Wild Caught versus Farm Raised Fish: Of course, I eat wild-caught fish almost every day (a can of sardines for lunch), but choosing wild-caught fresh or flash-frozen fish from the supermarket or fish monger’s case is an easy choice to adopt. Some fish like North Pacific salmon must be wild-caught, but beware of farm-raised salmon from the North Atlantic or South Pacific (Chile). Other types of fish – cod, for example, one of the less expensive species, is always wild-caught and is a white, flaky, non-fishy tasting fish. I make a stove-top recipe with fennel and cauliflower. Halibut with celery, also stovetop, is another tasty wild-caught choice dish. Why not try them?
Lamb chops: Lamb chops, though expensive, are a very good fatty meat choice for a couple of reasons. Most lamb is raised in New Zealand, where they are grass-fed year round. They are not feed-lot raised. And they are ruminants, so they are a good choice for their fatty acid profile (better than chickens and swine). And, since lamb chops are small, they make portion control easy. My wife and I eat just two lamb chops each – about 4 to 6 ounces net – making a perfect protein portion for a supper where my “allowance” is just 25 grams of protein.
Heritage Pork: Supermarket pork, “the other white meat” has had all the healthy fats bred out of it.
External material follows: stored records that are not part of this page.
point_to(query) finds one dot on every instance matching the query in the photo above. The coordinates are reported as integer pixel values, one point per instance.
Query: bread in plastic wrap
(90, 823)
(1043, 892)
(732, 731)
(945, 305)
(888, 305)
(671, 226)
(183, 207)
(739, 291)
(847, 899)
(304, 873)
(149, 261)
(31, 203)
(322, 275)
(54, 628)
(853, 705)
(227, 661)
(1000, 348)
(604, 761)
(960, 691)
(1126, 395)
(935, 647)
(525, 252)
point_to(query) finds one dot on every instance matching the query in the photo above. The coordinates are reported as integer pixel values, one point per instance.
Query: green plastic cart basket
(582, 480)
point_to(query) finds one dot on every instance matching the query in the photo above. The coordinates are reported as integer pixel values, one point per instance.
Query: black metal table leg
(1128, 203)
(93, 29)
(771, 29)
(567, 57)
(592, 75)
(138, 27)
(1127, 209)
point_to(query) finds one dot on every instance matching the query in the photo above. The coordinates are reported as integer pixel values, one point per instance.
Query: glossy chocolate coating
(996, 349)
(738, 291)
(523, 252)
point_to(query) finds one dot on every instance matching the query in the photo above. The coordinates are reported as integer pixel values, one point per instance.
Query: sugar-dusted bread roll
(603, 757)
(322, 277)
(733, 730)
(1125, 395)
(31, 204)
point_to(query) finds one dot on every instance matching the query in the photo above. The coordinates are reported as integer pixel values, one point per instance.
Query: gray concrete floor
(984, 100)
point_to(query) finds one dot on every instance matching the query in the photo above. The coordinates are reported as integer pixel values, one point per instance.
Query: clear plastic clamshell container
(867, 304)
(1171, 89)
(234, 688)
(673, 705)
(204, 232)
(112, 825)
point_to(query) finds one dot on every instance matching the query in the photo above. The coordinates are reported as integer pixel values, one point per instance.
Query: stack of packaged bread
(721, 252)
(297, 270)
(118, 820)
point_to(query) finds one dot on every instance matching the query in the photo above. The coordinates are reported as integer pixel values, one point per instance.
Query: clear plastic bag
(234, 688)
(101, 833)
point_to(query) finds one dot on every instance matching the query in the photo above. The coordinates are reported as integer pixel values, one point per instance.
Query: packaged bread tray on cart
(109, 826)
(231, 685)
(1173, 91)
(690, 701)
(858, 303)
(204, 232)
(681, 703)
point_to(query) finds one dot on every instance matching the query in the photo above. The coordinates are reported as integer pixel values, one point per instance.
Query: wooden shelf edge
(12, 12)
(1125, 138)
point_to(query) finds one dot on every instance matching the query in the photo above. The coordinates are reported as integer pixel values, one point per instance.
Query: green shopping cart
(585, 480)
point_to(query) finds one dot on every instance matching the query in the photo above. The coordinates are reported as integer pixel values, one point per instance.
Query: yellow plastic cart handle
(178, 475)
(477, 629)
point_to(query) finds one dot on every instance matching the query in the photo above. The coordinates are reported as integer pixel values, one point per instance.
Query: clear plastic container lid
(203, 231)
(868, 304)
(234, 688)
Supermarket pork chops taste like sawdust unless they are smothered in gravy (ugh!). You just can’t get away from how dry they are. The answer is to buy heritage breed pork. Breeds to look for are: Berkshire, Tamworth, and Red Wattle. Again, your local farmers’ market is the place to look for these superior tasting products, especially roasts. 
Artificial Sweeteners: I have finally weaned myself off artificial sweeteners. I used to take Splenda in my coffee and to sweeten the unsweetened Lipton’s ice tea we drink (instead of water!). Now I use pure stevia leaf extract, a powder with no bulking agents. I understand that stevia is also available as a liquid. I do not know the solvent.